On the advice of other, much smarter friends, I bought In Defense of Food: An Eater’s Manifesto by Michael Pollan. This book is not one I would normally buy, as its severely lacking in romantic embraces, dying children and crushed marriages that seem to overpower some of the crap I normally read, but it is about my favorite subject: food!
The beginning of the book is very scientific, way too scientific for a 7:36 am train ride. I have to admit that I skimmed over a lot of the junk about nutrition, just as I would have done in college. And I graduated, so it worked then!
Pollan defines “orthorexics” in his intro: people with an unhealthy obsession with eating healthy food. I read that and thought: this is what I’m becoming. Now, those of you who saw me scarf down fried calamari twice this week might disagree with that. In truth, I’m not obsessed enough with healthy eating to actually do it all the time, but I think about food constantly. I plan meals, I read labels, I count servings and calories, and I’m always planning my next meal. Its borderline obsessive. The ultimate goal is to eat healthy, but sometimes a fryalator stands in my way. I’m a fat kid at heart.
Pollan’s manifesto breaks down into three key points: Eat Food. Not Too Much. Mostly Plants. Sounds simple enough, right? Not really. “Food” should be anything your great grandmother would recognize, with an ingredient list of less than 5 ingredients, all of which you should be able to pronounce. No high-fructose corn syrup (which is in a lot of food. A real lot of food). You need to think about what your meat ate before you eat it. And what’s in the soil where your carrots grow. You should try eating until you’re 80% full.
All good, in theory. But how long does it take someone to grocery shop with conditions like that? Oh wait, you shouldn’t shop at the grocery store, but focus on Farmer’s Markets (which is a great idea, if I could find one on the weekends near my house). And what will your food bill become? Even buying produce in season & on sale is more expensive than a few boxes of mac & cheese and a can of corn.

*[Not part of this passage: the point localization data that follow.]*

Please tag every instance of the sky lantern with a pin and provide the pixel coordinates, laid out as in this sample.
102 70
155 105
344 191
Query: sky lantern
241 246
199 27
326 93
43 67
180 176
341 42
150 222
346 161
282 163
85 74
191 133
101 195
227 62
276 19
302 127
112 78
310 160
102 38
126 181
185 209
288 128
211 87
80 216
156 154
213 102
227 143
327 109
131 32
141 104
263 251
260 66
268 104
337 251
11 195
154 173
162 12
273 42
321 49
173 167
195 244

Now, I haven’t finished the book, but how do you do all that without becoming obsessed with food? I hope I find out. I’ve been trying to eat healthier, in general. I’ve almost given up faux sugars, sans the occasional Diet Coke or WW ice cream bar. I really try to think about if what I am eating has nutritional value, and try not to eat it if it doesn’t. And this consumes me at times. I have to be 100% on my game, and “good” to lose weight. One trip to the food court where I wait for my train, and the scale is thrown against the wall in disgust. Put me in a restuarnt with a martini, and I can kiss the week goodbye. Lack of willpower seems to be a common problem in my life.
The bottom line: Its really much easier to be fat.